Modified 2018-06-22 by Andrea Censi

In this chapter we give a brief review of some basic probabilistic concepts.

For a more in-depth treatment of the subject we refer the interested reader to a textbook such as [5].

Random Variables

Modified 2018-06-22 by Andrea Censi

The key underlying concept in probabilistic theory is that of an event, which is the output of a random trial. Examples of an event include the result of a coin flip turning up HEADS or the result of rolling a die turning up the number “4”.

Random Variable A (either discrete or continuous) variable that can take on any value that corresponds to the feasible output of a random trial.

$$ \newcommand{\state}{x} \newcommand{\aset}[1]{\mathcal{#1}} \newcommand{\heads}{\textsf{HEADS}} \newcommand{\tails}{\textsf{TAILS}} $$

For example, we could model the event of flipping a fair coin with the random variable $X$. We write the probability that $X$ takes $\heads$ as $p(X=\heads)$. The set of all possible values for the variable $X$ is its domain, $\aset{X}$.

In this case, $$ \aset{X}=\{\heads,\tails\}. $$

Since $X$ can only take one of two values, it is a binary random variable. In the case of a die roll, $$ \aset{X}=\{1,2,3,4,5,6\}, $$ and we refer to this as a discrete random variable. If the output is real value or a subset of the real numbers, e.g., $\aset{X} = \reals$, then we refer to $X$ as a continuous random variable.

Consider once again the coin tossing event. If the coin is fair, we have $$ p(X=\heads)=p(X=\tails)=0.5. $$

Here, the function $p(x)$ is called the probability mass function or pmf. The pmf is shown in Figure 1.2.

The pmf for a fair coin toss

Here are some very important properties of $p(x)$: - $0\leq p(x) \leq (1)$ - $\sum_{x\in\aset{X}}=1$

In the case of a continuous random variable, we will call this function $f(x)$ and call it a probability density function, or pdf.

In the case of continuous RVs, technically the $p(X=x)$ for any value $x$ is zero since $\aset{X}$ is infinite. To deal with this, we also define another important function, the cumulative density function, which is given by $F(x) \triangleq p(X\leq x)$, and now we can define $f(x) \triangleq \frac{d}{dx}F(x)$.

A pdf and corresponding cdf are shown in Figure 1.4. This happens to be a Gaussian distribution, defined more precisely in Subsection 1.1.8 - The Gaussian Distribution.

The continuous pdf and cdf

Joint Probabilities

Modified 2018-06-22 by Andrea Censi

If we have two different RVs representing two different events $X$ and $Y$, then we represent the probability of two distinct events $x \in \aset{X}$ and $y \in \mathcal{Y}$ both happening, which we will denote as follows:

$$ p(X=x \; \text{AND} \; Y=y) = p(x,y) $$

The function $p(x,y)$ is called joint distribution.

Conditional Probabilities

Modified 2018-06-22 by Andrea Censi

Again, considering that we have to RVs, $X​$ and $Y​$, imagine these two events are linked in some way. For example, $X​$ is the numerical output of a die roll and $Y​$ is the binary even-odd output of the same die roll. Clearly these two events are linked since they are both uniquely determined by the same underlying event (the rolling of the die). In this case, we say that the RVs are dependent on one another.

In the event that we know one of events, this gives us some information about the other. We denote this using the following conditional distribution $$ p(X=x \; \text{GIVEN} \; Y=y) \triangleq p(x|y). $$

Write down the conditional pmf for the scenario just described assuming an oracle tells you that the die roll is even. In other words, what is $p(x|\text{EVEN})$?

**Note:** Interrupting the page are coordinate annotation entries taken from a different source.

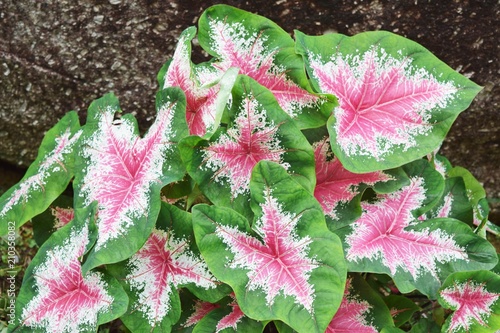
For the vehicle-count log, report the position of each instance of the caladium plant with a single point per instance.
(288, 184)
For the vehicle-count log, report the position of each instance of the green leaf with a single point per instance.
(124, 173)
(397, 101)
(46, 223)
(262, 50)
(46, 178)
(258, 130)
(56, 296)
(474, 297)
(288, 259)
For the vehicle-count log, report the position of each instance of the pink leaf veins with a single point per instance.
(201, 100)
(350, 317)
(383, 101)
(232, 319)
(122, 167)
(379, 234)
(249, 141)
(334, 183)
(53, 162)
(277, 264)
(472, 303)
(163, 263)
(65, 299)
(238, 47)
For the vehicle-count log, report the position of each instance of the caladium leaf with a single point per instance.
(168, 261)
(265, 52)
(56, 297)
(475, 299)
(287, 266)
(397, 101)
(206, 96)
(124, 173)
(361, 310)
(401, 308)
(223, 316)
(389, 238)
(47, 177)
(258, 130)
(59, 214)
(475, 193)
(334, 184)
(454, 202)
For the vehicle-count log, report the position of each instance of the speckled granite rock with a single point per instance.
(57, 56)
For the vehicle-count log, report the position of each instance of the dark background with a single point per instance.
(59, 55)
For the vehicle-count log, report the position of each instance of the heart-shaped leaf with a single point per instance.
(265, 52)
(206, 95)
(389, 238)
(397, 101)
(56, 297)
(168, 261)
(47, 177)
(124, 173)
(287, 266)
(474, 297)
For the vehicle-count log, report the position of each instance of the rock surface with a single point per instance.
(59, 55)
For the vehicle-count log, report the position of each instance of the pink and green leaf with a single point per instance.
(265, 52)
(206, 95)
(475, 299)
(287, 266)
(258, 130)
(389, 238)
(168, 261)
(47, 177)
(361, 310)
(56, 296)
(124, 172)
(401, 308)
(336, 186)
(397, 101)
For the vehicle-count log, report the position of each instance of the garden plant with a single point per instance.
(288, 183)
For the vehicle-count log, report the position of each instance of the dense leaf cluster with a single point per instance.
(286, 182)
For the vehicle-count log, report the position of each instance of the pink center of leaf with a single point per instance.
(472, 303)
(379, 234)
(383, 102)
(251, 140)
(280, 262)
(162, 263)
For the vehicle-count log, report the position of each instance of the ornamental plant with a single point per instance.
(286, 184)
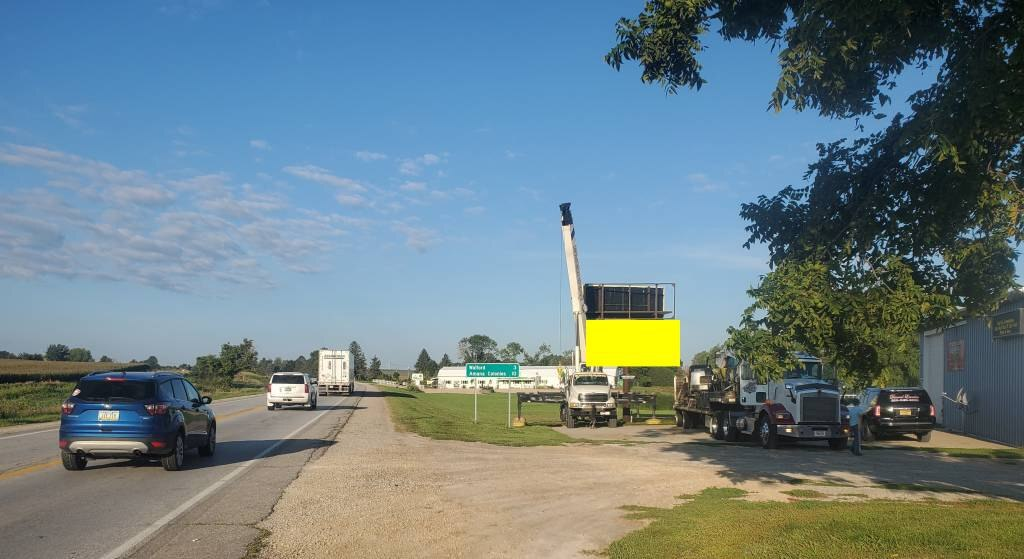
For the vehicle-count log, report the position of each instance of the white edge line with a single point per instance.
(181, 509)
(32, 433)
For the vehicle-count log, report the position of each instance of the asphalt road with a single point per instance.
(132, 508)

If you think this is very easy that’s good, but don’t get over-confident.

The joint and conditional distributions are related by the following (which could be considered a definition of the joint distribution): $$ p(x,y) = p(x|y)p(y) \label{eq:joint}\tag{1} $$ and, similarly, the following could be considered a definition of the conditional distribution: $$ p(x|y) = \frac{p(x,y)}{p(y)} \; \text{if} \; p(y) \gt{} 0 \label{eq:condition}\tag{2} $$

In other words, the conditional and joint distributions are inextricably linked: you can’t really talk about one without the other.

If two variables are independent, then the following relation holds: $p(x,y)=p(x)p(y)$.

Bayes’ Rule

Modified 2018-06-22 by Andrea Censi

Upon closer inspection of \eqref{eq:joint}, we can see that the choice of which variable to condition upon is completely arbitrary. We can write:

$$ p(y|x)p(x) = p(x,y) = p(x|y)p(y) $$

and then after rearranging things we arrive at one of the most important formulas for mobile robotics, Bayes’ rule:

$$ p(x|y) = \frac{p(y|x)p(x)}{p(y)} \label{eq:bayes}\tag{3} $$

Exactly why this formula is so important will be covered in more detail in later sections (TODO), but we will give an initial intuition here.

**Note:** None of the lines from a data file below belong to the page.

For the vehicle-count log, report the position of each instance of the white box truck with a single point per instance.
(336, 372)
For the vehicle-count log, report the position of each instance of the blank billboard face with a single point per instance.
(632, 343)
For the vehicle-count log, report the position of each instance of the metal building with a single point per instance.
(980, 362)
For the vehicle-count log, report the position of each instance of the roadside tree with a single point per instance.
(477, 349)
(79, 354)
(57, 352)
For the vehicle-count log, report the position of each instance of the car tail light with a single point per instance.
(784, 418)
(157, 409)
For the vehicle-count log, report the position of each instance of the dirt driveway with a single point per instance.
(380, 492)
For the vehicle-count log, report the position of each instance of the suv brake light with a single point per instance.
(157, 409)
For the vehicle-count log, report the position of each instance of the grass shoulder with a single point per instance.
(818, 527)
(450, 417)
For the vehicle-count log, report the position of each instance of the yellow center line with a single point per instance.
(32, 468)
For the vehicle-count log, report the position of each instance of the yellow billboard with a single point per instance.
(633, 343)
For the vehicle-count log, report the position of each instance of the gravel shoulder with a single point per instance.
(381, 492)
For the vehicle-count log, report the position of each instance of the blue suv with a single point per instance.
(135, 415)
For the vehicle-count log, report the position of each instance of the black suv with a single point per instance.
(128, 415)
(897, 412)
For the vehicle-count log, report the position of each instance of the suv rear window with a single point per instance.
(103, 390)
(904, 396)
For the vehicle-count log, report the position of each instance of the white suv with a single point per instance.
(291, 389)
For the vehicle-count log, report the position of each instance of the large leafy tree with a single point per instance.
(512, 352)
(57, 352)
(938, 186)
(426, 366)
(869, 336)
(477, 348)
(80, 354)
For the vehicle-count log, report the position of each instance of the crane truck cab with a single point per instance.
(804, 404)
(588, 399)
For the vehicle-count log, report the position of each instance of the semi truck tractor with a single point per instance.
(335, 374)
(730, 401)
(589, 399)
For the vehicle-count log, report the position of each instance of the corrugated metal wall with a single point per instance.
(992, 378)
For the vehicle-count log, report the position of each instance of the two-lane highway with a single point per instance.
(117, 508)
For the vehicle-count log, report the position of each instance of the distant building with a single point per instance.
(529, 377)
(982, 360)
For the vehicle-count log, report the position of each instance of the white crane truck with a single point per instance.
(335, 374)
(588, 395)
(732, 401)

Consider that the variable $X$ represents something that we are trying to estimate but cannot observe directly, and that the variable $Y$ represents a physical measurement that relates to $X$. We want to estimate the distribution over $X$ given the measurement $Y$, $p(x|y)$, which is called the posterior distribution. Bayes’ rule lets us to do this.

For every possible state, you take the probability that this measurement could have been generated, $p(y|x)$, which is called the measurement likelihood, you multiply it by the probability of that state being the true state, $p(x)$, which is called the prior, and you normalize over the probability of obtaining that measurement from any state, $p(y)$, which is called the evidence.

From Wikipedia: Suppose a drug test has a 99% true positive rate and a 99% true negative rate, and that we know that exactly 0.5% of people are using the drug. Given that a person’s test gives a positive result, what is the probability that this person is actually a user of the drug.

Answer: $\approx$ 33.2%. This answer should surprise you. It highlights the power of the prior.

Conditional Independence

Modified 2018-06-22 by Andrea Censi

Two RVs, $X$ and $Y$ may be correlated, we may be able to encapsulate the dependence through a third random variable $Z$. Therefore, if we know $Z$

A graphical representation of the conditional independence of $X$ and $Y$ given $Z$

Is there a discussion of graphical models anywhere? Doing a good job of sufficiently describing graphical models and the dependency relations that they express requires careful thought. Without it, we should refer readers to a graphical models text (e.g., Koller and Friedman, even if it is dense)


Modified 2018-06-22 by Andrea Censi

The $n$th moment of an RV, $X$, is given by $E[X^n]$ where $E[]$ is the expection operator with: $$ E[f(X)] = \sum_{\aset{X}} x \, f(x) $$ in the discrete case, and $$ E[f(X)] = \int x\, f(x) dx $$ in the continuous case.

The 1st moment is the mean, $\mu_X=E[X]$.

The $n$-th central moment of an RV, $X$ is given by $E[(X-\mu_X)^n]$.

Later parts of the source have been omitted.